I like recording with binaural mics as they allow you to travel light and begin recording quickly if any interesting sound begins (again, with the swan recording, I heard the bird coming and set up as quickly as possible).  Conceptually, I like that binaurals record a very personal, bodily experience of the soundscape, which is different to when you set up remote microphones at a distance away from you.

I think that for all we may want to capture perfect representations of the world through top-quality equipment, the presence of the recordist is always there in the recordings you make.  Nothing we record is ever a truly objective representation of the world: we make choices about equipment, locations, time of day that all influence what we listen back to.  Binaural mics, for me at least, emphasise this very personal nature of recording: the occasional cough or rustle of clothing might creep in, but really, when you’re out recording, you’re part of the landscape (and soundscape), so I don’t worry too much about it.

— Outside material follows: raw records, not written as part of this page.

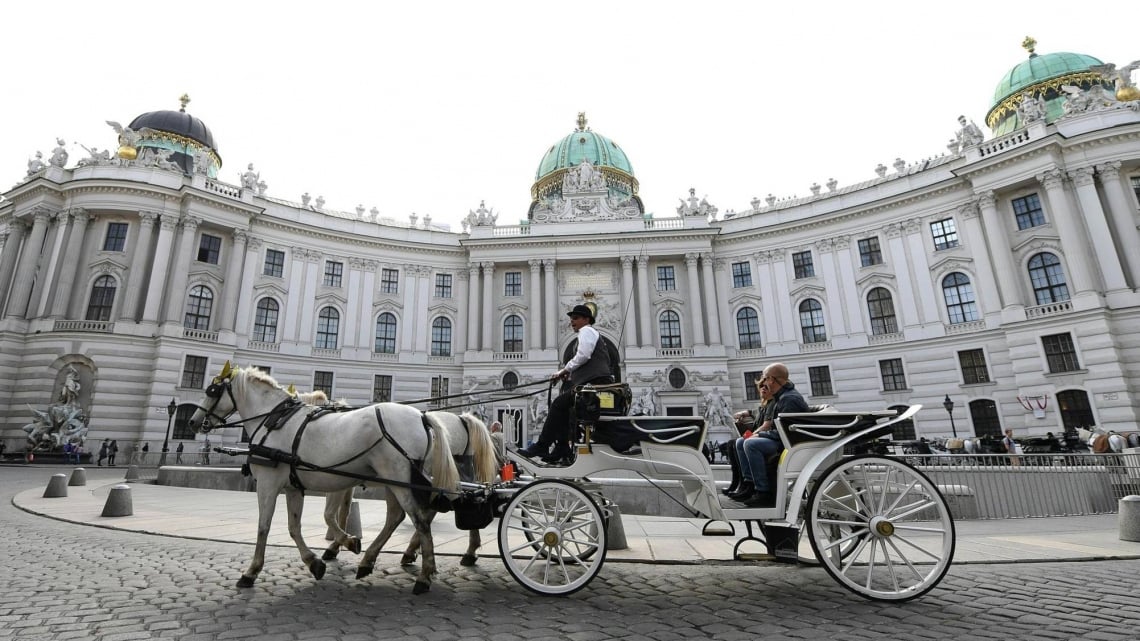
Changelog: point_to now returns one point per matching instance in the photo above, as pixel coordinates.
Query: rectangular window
(894, 379)
(334, 274)
(275, 264)
(1060, 353)
(945, 234)
(323, 381)
(869, 252)
(209, 249)
(381, 388)
(194, 372)
(750, 391)
(801, 261)
(513, 284)
(974, 366)
(820, 378)
(741, 274)
(442, 285)
(116, 237)
(389, 281)
(1028, 211)
(440, 387)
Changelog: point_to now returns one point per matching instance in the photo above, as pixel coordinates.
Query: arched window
(265, 321)
(198, 308)
(748, 329)
(328, 329)
(669, 325)
(441, 337)
(512, 334)
(103, 299)
(959, 295)
(811, 322)
(881, 309)
(1048, 278)
(385, 333)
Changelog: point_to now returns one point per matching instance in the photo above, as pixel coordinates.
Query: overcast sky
(431, 107)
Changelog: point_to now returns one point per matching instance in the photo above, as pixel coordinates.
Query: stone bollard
(616, 530)
(1129, 517)
(353, 524)
(57, 487)
(119, 502)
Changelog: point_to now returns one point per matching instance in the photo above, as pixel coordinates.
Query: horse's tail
(482, 448)
(444, 472)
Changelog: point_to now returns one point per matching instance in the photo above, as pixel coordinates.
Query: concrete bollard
(616, 529)
(119, 502)
(1129, 518)
(57, 487)
(79, 478)
(353, 524)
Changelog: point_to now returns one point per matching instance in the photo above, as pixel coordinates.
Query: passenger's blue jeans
(751, 454)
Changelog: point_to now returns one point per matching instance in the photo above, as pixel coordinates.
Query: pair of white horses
(408, 452)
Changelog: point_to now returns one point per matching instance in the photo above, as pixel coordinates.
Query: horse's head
(219, 403)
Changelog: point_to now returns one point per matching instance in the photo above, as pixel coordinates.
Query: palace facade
(1001, 276)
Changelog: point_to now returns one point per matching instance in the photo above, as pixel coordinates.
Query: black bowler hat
(583, 310)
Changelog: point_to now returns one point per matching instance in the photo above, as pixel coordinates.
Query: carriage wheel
(880, 528)
(552, 537)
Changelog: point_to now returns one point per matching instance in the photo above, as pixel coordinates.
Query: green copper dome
(1041, 76)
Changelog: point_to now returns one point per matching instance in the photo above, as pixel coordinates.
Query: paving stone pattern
(65, 581)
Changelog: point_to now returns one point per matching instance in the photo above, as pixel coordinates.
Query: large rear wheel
(552, 537)
(880, 528)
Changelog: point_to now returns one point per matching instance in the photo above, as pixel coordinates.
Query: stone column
(534, 333)
(1123, 217)
(711, 310)
(627, 293)
(180, 274)
(25, 274)
(9, 249)
(552, 305)
(1099, 233)
(473, 290)
(136, 278)
(488, 342)
(998, 241)
(644, 306)
(693, 305)
(65, 289)
(233, 284)
(160, 269)
(1077, 261)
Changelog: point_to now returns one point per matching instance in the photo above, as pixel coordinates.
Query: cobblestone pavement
(64, 581)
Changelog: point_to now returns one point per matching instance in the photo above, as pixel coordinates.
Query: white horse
(293, 449)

Hydrophones are microphones that you use to record underwater.  Again, they come as a stereo pair (these are mine), and I think about the idea of “fishing for sound” when I use them.  It’s often quite hard to predict what you’re going to hear when you lower them underwater – which I think is pretty exciting – and the results can often be quite surprising, weird and beautiful.

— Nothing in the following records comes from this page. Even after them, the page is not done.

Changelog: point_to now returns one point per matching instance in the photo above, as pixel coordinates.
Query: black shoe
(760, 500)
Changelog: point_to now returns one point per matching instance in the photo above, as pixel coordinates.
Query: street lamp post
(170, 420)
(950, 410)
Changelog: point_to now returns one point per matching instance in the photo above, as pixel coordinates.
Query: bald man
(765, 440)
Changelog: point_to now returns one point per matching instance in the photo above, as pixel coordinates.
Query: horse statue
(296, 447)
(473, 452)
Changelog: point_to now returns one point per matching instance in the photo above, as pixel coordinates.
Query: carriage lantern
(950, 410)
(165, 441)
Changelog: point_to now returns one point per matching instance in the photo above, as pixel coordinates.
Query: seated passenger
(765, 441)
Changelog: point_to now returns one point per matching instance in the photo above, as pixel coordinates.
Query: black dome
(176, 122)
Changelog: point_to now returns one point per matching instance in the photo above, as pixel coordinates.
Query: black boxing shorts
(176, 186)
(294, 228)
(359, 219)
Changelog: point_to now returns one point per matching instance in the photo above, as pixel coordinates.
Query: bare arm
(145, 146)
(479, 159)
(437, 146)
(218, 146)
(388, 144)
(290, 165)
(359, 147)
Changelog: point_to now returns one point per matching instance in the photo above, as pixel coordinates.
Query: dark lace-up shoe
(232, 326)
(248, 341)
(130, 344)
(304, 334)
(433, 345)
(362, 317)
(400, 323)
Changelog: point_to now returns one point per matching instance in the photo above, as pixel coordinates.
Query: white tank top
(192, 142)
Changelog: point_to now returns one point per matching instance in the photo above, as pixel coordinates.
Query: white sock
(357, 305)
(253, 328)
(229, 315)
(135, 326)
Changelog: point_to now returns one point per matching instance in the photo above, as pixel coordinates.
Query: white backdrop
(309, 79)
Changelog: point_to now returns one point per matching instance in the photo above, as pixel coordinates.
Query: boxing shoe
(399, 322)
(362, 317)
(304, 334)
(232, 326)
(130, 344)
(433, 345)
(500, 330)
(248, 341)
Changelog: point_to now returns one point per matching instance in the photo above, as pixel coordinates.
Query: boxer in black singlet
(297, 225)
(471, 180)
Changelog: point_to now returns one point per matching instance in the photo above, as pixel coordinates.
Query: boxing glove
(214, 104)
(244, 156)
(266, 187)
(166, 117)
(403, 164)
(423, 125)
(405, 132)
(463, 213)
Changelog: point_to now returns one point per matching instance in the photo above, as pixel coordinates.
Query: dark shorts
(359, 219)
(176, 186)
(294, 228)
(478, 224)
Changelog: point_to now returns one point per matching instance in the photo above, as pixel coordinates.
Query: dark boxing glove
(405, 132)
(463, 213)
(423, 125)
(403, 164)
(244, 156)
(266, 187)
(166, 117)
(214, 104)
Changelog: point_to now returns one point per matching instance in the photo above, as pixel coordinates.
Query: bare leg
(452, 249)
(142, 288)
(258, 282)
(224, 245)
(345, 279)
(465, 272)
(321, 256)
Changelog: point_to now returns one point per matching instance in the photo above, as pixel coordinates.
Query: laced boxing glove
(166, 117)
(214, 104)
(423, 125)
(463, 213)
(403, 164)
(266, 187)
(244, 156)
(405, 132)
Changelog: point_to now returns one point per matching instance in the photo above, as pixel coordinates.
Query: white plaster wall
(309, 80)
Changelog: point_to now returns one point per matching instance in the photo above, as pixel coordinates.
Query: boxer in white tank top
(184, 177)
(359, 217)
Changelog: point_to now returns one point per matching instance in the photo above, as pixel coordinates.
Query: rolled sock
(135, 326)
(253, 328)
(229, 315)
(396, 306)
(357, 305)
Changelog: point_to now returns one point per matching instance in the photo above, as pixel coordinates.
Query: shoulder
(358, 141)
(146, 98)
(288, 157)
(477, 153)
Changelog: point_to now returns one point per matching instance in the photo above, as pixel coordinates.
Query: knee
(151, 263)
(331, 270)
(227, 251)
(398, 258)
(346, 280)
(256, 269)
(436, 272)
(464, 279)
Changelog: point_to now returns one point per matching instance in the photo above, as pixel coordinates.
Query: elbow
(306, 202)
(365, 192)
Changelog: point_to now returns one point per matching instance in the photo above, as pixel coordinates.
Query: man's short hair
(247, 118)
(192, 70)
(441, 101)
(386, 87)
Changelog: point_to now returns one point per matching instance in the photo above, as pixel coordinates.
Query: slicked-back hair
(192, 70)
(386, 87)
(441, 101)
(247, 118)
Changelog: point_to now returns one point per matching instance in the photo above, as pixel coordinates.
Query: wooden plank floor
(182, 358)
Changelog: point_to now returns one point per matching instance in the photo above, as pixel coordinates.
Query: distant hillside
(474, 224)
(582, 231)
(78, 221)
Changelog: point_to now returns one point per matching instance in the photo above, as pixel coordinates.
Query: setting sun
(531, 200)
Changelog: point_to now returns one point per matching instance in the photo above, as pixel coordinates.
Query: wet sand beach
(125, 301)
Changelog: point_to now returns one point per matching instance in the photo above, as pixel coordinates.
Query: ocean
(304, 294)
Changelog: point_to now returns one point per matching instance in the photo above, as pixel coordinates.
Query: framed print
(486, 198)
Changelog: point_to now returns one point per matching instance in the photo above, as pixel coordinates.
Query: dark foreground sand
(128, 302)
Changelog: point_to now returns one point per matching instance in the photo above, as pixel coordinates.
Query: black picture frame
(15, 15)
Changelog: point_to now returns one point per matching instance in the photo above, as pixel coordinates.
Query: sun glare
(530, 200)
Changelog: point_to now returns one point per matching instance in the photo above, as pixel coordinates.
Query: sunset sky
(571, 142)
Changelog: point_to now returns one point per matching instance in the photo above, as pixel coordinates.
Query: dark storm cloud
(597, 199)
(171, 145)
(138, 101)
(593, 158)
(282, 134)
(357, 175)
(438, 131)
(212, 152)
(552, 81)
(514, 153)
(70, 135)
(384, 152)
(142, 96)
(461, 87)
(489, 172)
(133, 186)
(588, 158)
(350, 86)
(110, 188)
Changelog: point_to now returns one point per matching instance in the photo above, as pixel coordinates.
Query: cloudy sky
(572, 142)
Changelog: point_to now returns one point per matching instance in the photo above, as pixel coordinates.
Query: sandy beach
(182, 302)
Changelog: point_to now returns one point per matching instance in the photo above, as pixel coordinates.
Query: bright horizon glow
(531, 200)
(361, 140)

Here’s a couple of hydrophone recordings.  The first was taken by lowering the hydrophones down the dock wall where the Lea meets the River Thames at Trinity Wharf when a dredger was sailing past: the sounds are pretty percussive, sometimes like a snare drum rattle.


The second was taken as part of a public sound recording workshop I ran all day at the Love the Lea festival on Walthamstow Marsh.  With members of the public, I put the hydrophones into a clump of myriophyllum (or water milfoil) plants growing between two houseboats.

Myriophyllum is an oxygenating plant, meaning that it releases tiny bubbles into the water as part of photosynthesis – a process that’s very important for the health of the river ecosystem.  These tiny bubbles give an endless minimal rhythm to the recordings, with the occasional scrape and rattle of insects swimming past and stridulating (rubbing together) their legs to communicate.